日本大百科全書(ニッポニカ) 「ネコノシタ」の意味・わかりやすい解説
ネコノシタ
ねこのした / 猫の舌
[学] Wedelia prostrata (Hook. et Arn.) Hemsl.
キク科(APG分類:キク科)の多年草。ハマグルマ(浜車)ともいう。茎は長く地をはい、節から根を下ろす。葉は対生し、卵形または楕円(だえん)形、質はやや厚く、短い剛毛がある。7~10月、斜上する茎の先に黄色の頭花を1個つける。頭花は径1.6~2.2センチメートル、7、8個の舌状花と多数の管状花からなる。
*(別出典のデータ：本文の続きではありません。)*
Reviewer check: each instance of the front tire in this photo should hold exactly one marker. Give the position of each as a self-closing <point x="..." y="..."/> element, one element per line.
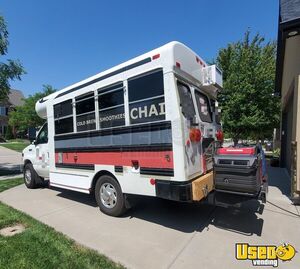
<point x="109" y="196"/>
<point x="30" y="176"/>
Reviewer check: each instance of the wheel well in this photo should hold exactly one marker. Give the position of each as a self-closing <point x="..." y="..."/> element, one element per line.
<point x="26" y="162"/>
<point x="98" y="175"/>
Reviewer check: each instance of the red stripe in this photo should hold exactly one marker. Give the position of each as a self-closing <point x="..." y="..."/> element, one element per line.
<point x="151" y="159"/>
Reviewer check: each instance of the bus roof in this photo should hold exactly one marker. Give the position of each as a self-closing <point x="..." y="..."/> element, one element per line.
<point x="167" y="56"/>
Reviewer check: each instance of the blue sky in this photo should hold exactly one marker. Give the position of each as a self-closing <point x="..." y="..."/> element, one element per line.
<point x="62" y="42"/>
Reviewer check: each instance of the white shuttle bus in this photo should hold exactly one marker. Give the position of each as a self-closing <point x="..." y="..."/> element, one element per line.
<point x="144" y="127"/>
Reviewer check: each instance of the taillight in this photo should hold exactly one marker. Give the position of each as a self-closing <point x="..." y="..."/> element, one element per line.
<point x="220" y="135"/>
<point x="156" y="56"/>
<point x="195" y="135"/>
<point x="204" y="164"/>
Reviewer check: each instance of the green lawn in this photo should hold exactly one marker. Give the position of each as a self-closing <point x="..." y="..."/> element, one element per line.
<point x="16" y="145"/>
<point x="40" y="246"/>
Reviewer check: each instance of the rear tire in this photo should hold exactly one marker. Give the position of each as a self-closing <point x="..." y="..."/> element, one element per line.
<point x="30" y="176"/>
<point x="109" y="196"/>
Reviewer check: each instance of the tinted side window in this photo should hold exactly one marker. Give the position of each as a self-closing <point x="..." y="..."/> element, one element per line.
<point x="111" y="106"/>
<point x="85" y="103"/>
<point x="203" y="107"/>
<point x="111" y="96"/>
<point x="186" y="101"/>
<point x="146" y="97"/>
<point x="63" y="117"/>
<point x="146" y="86"/>
<point x="63" y="109"/>
<point x="85" y="112"/>
<point x="42" y="137"/>
<point x="64" y="125"/>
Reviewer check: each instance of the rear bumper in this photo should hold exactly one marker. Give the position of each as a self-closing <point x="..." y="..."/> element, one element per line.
<point x="177" y="191"/>
<point x="194" y="190"/>
<point x="201" y="189"/>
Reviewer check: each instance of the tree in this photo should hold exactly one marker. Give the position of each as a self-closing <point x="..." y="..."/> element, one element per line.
<point x="10" y="70"/>
<point x="249" y="107"/>
<point x="25" y="116"/>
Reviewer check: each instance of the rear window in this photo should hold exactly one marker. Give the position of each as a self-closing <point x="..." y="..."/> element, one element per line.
<point x="186" y="101"/>
<point x="203" y="107"/>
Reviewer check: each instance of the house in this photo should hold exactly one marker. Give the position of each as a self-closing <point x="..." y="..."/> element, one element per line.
<point x="15" y="98"/>
<point x="288" y="88"/>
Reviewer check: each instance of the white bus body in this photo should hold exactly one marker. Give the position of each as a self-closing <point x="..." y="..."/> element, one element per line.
<point x="146" y="126"/>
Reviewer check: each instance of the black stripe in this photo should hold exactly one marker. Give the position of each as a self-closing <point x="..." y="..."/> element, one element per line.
<point x="123" y="69"/>
<point x="76" y="166"/>
<point x="127" y="148"/>
<point x="157" y="171"/>
<point x="119" y="169"/>
<point x="120" y="130"/>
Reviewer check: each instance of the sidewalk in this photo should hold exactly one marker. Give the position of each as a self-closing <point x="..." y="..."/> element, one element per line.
<point x="163" y="234"/>
<point x="10" y="161"/>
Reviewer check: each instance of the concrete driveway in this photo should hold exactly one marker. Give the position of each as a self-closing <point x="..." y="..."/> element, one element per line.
<point x="164" y="234"/>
各小花には対応する鱗片(りんぺん)状包葉がある。海岸の砂地に生え、関東以西から沖縄、小笠原(おがさわら)、および朝鮮半島、中国、ベトナムに分布する。葉がより大きく、枝先に頭花が2、3個つく変種をオオハマグルマという。名は、葉がネコの舌のようにざらつくことによる。別名のハマグルマは、舌状花が管状花群の周辺に出るようすを車輪に見立てたものである。
[小山博滋 2022年3月23日]
園芸植物としては属名のウェッデリアの名でよばれ、変種および近縁種のオオハマグルマ、クマノギク、キダチハマグルマが、被覆植物として利用される。